When I said the week would be a whirl, I wasn’t kidding. The work I do for a local nonprofit is coming to a crescendo, and I don’t have a lot of time to do anything. However, I gots me some links for you. I’ll be back on Tuesday.
So.
Did you think it was impossible for the state of Florida’s slurpy MAGA community to get even worse? It is not. Behold the case of the Pulse nightclub crosswalk. You may recall Pulse as the site of a particularly grisly mass shooting in 2016 — 49 killed, 53 injured. As a memorial, or part of one, a crosswalk near the club was painted in rainbow colors.
Can’t have that in Ron DeSantis’ Florida, not when you-know-who is president. So earlier this month, workers painted over the rainbow in black and white. The club’s partisans painted the rainbow back, and state of Florida workers re-painted it black, sometime after 11 p.m. Transportation Secretary Sean Duffy decided the rainbow was a safety hazard, I guess. But wait, there’s more!
A Florida state trooper is now parked at the scene, making sure those colors don’t come back. Someone went into police work, and is paid a state police officer’s wages, to watch over a crosswalk.
Moving on. As per our discussion of Jon Carroll a while back, a poignant piece about his wife, Tracy Johnston, who has Stage 4 metastatic breast cancer. He’s calling it a pre-obit, and it’s lovely:
We were backpacking in the Sierra, sometime in the late 1970s.

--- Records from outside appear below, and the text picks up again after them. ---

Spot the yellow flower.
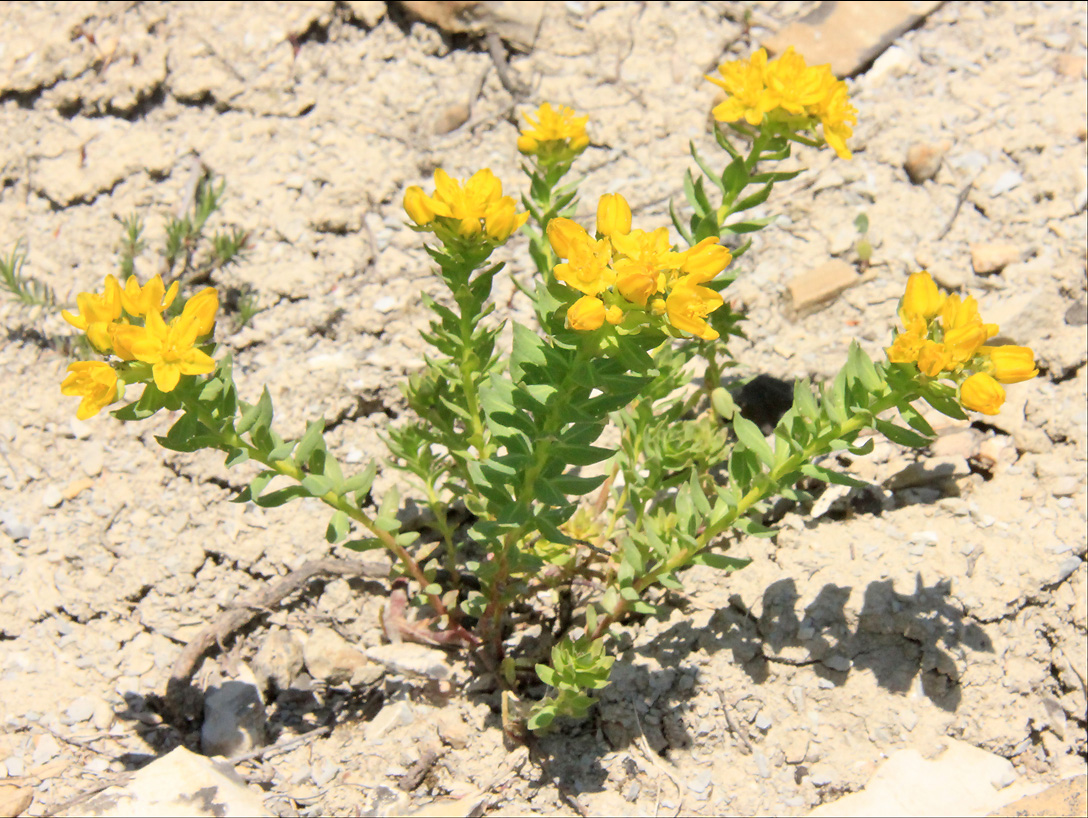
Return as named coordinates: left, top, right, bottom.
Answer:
left=404, top=168, right=529, bottom=241
left=121, top=274, right=177, bottom=318
left=943, top=321, right=989, bottom=363
left=960, top=372, right=1005, bottom=414
left=616, top=271, right=659, bottom=307
left=816, top=80, right=857, bottom=159
left=518, top=102, right=590, bottom=160
left=483, top=196, right=529, bottom=241
left=547, top=218, right=590, bottom=259
left=405, top=185, right=450, bottom=227
left=899, top=271, right=944, bottom=324
left=567, top=296, right=607, bottom=332
left=917, top=340, right=952, bottom=377
left=665, top=285, right=725, bottom=340
left=766, top=46, right=837, bottom=116
left=61, top=361, right=119, bottom=420
left=885, top=315, right=927, bottom=363
left=124, top=287, right=219, bottom=392
left=597, top=194, right=631, bottom=237
left=548, top=232, right=616, bottom=296
left=706, top=48, right=775, bottom=125
left=978, top=344, right=1039, bottom=383
left=680, top=236, right=733, bottom=284
left=61, top=275, right=121, bottom=352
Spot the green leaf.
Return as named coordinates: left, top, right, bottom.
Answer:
left=710, top=386, right=737, bottom=420
left=733, top=413, right=775, bottom=468
left=536, top=665, right=556, bottom=687
left=876, top=419, right=932, bottom=449
left=300, top=474, right=333, bottom=497
left=526, top=705, right=555, bottom=731
left=801, top=463, right=869, bottom=488
left=325, top=509, right=351, bottom=543
left=295, top=418, right=325, bottom=468
left=691, top=550, right=752, bottom=571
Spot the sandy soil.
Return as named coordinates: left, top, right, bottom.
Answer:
left=0, top=2, right=1088, bottom=815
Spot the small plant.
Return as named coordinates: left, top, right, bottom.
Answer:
left=53, top=49, right=1037, bottom=735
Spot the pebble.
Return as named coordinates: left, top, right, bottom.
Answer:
left=0, top=508, right=30, bottom=541
left=310, top=761, right=341, bottom=786
left=252, top=630, right=302, bottom=691
left=903, top=140, right=952, bottom=185
left=367, top=702, right=416, bottom=741
left=970, top=243, right=1022, bottom=275
left=752, top=749, right=770, bottom=778
left=688, top=770, right=714, bottom=793
left=787, top=259, right=861, bottom=314
left=302, top=628, right=381, bottom=684
left=64, top=696, right=95, bottom=724
left=1054, top=557, right=1084, bottom=583
left=1050, top=474, right=1080, bottom=497
left=367, top=642, right=453, bottom=681
left=200, top=666, right=268, bottom=757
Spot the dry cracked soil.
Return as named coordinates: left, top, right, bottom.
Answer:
left=0, top=0, right=1088, bottom=815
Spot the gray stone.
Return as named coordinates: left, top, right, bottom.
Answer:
left=200, top=666, right=267, bottom=757
left=1054, top=557, right=1084, bottom=583
left=58, top=747, right=273, bottom=818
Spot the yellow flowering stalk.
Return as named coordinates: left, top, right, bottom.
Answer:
left=886, top=272, right=1039, bottom=414
left=404, top=168, right=529, bottom=244
left=547, top=194, right=732, bottom=340
left=61, top=361, right=121, bottom=420
left=706, top=46, right=857, bottom=159
left=518, top=102, right=590, bottom=164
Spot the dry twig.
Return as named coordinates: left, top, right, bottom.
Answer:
left=158, top=559, right=388, bottom=721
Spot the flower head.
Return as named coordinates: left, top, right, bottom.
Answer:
left=707, top=47, right=857, bottom=159
left=979, top=345, right=1039, bottom=383
left=61, top=361, right=120, bottom=420
left=597, top=194, right=631, bottom=238
left=121, top=274, right=177, bottom=318
left=518, top=102, right=590, bottom=162
left=886, top=273, right=1039, bottom=414
left=665, top=285, right=725, bottom=340
left=61, top=275, right=122, bottom=352
left=404, top=168, right=529, bottom=243
left=960, top=372, right=1005, bottom=414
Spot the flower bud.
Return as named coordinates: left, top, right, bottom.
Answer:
left=405, top=185, right=434, bottom=227
left=547, top=218, right=590, bottom=259
left=567, top=296, right=605, bottom=332
left=597, top=194, right=631, bottom=237
left=899, top=272, right=944, bottom=319
left=680, top=236, right=733, bottom=284
left=979, top=344, right=1039, bottom=383
left=960, top=372, right=1005, bottom=414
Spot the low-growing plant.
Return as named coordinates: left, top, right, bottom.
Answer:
left=51, top=50, right=1037, bottom=732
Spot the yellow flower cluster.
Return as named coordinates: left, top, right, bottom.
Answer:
left=61, top=275, right=219, bottom=420
left=885, top=272, right=1039, bottom=414
left=404, top=168, right=529, bottom=243
left=547, top=194, right=732, bottom=340
left=706, top=46, right=857, bottom=159
left=518, top=102, right=590, bottom=162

The day had been spectacular, and the twilight was glorious, and fading fast. Here’s a great campsite, I said, about a lovely piece of flat earth right beside a lake. Tracy looked at it. Nope, she said. We trudged on. Two more times I found lovely campsites, with trees and views and birds twittering, and Tracy said, nope. And we finally, near total darkness, found a campsite near a stream and a lake. It was in fact the best campsite.
Tracy’s handling of cancer has been like that. There is always more life to be lived, more books to read, more people to hug. Here’s the good news: She ain’t dead yet.
Finally, one of those daffy McSweeney’s pieces that people pass around: I’m the abandoned new Cracker Barrel logo, and you can all go fuck yourselves:
Oh, I guess you’re also mad that they revamped the inside of the restaurants. Heaven forbid they rearrange their collection of Americana garbage to make it look less like the hoarder house you lost your virginity in. Jesus hates a coherent aesthetic, I suppose. A touch of care when placing items on a wall is a DEI dog-whistle, according to the bozos losing their minds on X. Not sure what it is about white space on a wall that makes you think a business hates white people, but okay. I hope they didn’t put all that stuff in the actual garbage, because with what they spent on this rebrand, they’re never gonna be able to buy it all again. On the other hand, if they just scrounged it back out of the trash, who’d know the difference?
Always good to end on a high note, eh?
Like I said, back after the weekend. Enjoy yours.